I still think he’s got a shot at winning the nomination, but the polls in the primaries do seem to favor Hillary right now. Yet the national polls among likely contenders still seem to show Barack as the strongest candidate against the Republicans. Just a thought.

4 responses to “Around and around we go”

  1. Adam – I think you're likely right… and my hypothetical is certainly not supported by any statements he's made. He's absolutely a Democrat, and he's focused on winning the Democratic nomination.I wouldn't be surprised, though, if it turns out that Hillary is the nominee after a protracted battle, that those close to him would urge such a move. Particularly if the Clintons continue to lie and misrepresent his beliefs – it'd be awfully hard to support someone so intent on destroying your candidacy if it seems that their goal isn't so much doing right by the country as it is to do right by themselves.

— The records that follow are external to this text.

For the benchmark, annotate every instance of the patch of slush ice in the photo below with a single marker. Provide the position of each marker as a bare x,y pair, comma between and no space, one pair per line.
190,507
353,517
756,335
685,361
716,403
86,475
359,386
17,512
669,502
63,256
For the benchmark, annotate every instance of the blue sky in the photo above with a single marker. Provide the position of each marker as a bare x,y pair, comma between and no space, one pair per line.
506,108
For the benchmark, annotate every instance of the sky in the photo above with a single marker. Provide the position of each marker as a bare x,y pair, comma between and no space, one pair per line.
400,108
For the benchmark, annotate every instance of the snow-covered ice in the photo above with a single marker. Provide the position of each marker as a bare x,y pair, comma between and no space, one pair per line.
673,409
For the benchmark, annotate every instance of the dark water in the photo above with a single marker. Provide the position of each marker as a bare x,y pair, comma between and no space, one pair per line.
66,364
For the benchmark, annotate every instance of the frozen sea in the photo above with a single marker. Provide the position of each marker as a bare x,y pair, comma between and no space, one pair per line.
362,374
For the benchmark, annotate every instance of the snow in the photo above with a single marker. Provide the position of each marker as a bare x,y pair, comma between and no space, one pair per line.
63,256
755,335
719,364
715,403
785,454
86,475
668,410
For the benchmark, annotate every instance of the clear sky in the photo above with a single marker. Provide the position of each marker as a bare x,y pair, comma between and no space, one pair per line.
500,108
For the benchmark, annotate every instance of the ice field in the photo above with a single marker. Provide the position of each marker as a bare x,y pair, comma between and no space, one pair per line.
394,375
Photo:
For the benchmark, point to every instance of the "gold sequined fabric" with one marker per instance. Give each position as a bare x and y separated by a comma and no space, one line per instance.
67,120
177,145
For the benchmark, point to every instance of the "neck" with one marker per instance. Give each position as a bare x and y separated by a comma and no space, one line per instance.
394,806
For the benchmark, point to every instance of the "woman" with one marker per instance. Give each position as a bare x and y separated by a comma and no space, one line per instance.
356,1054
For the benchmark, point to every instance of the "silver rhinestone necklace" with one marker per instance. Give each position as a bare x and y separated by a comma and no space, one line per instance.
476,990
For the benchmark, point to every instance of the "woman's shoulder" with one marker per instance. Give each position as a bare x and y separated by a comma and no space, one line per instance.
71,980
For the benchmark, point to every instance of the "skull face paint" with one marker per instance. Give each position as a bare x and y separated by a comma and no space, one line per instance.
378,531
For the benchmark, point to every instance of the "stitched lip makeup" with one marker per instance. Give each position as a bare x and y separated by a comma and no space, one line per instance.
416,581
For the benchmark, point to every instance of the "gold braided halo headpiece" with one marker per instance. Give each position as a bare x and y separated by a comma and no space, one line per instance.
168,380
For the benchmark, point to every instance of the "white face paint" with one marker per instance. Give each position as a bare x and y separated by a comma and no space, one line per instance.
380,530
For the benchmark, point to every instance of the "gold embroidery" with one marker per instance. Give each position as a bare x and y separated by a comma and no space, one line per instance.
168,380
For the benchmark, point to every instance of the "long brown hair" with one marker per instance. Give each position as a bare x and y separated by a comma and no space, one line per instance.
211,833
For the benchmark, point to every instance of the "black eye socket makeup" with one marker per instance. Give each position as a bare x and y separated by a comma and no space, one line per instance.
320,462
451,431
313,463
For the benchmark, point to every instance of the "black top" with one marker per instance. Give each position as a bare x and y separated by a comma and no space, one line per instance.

  2. I don't think Hillary will win the general if she wins the nomination by playing the part of a Democratic Karl Rove. Especially if the Republican nominee is John McCain. McCain is also a partisan, like Obama, but hasn't ever sunk to the level of nastiness of the Clintons and Karl Rove. With his “My Friends” shtick, I think that a majority of Americans might buy into him being the uniter Bush claimed to be in 2000 and not the divider we know that he is in 2008.For my part, I was ready to vote for Clinton, Obama, Edwards or Kucinich before the campaign began in earnest. I supported Edwards, but the fact was we had several credible, exciting candidates to be proud of. Now that this has turned into “politics as usual,” I'm really turned off. Edwards won't win, so I'm rooting for Obama, but I'd rather see him lose than play on the Clintons' level.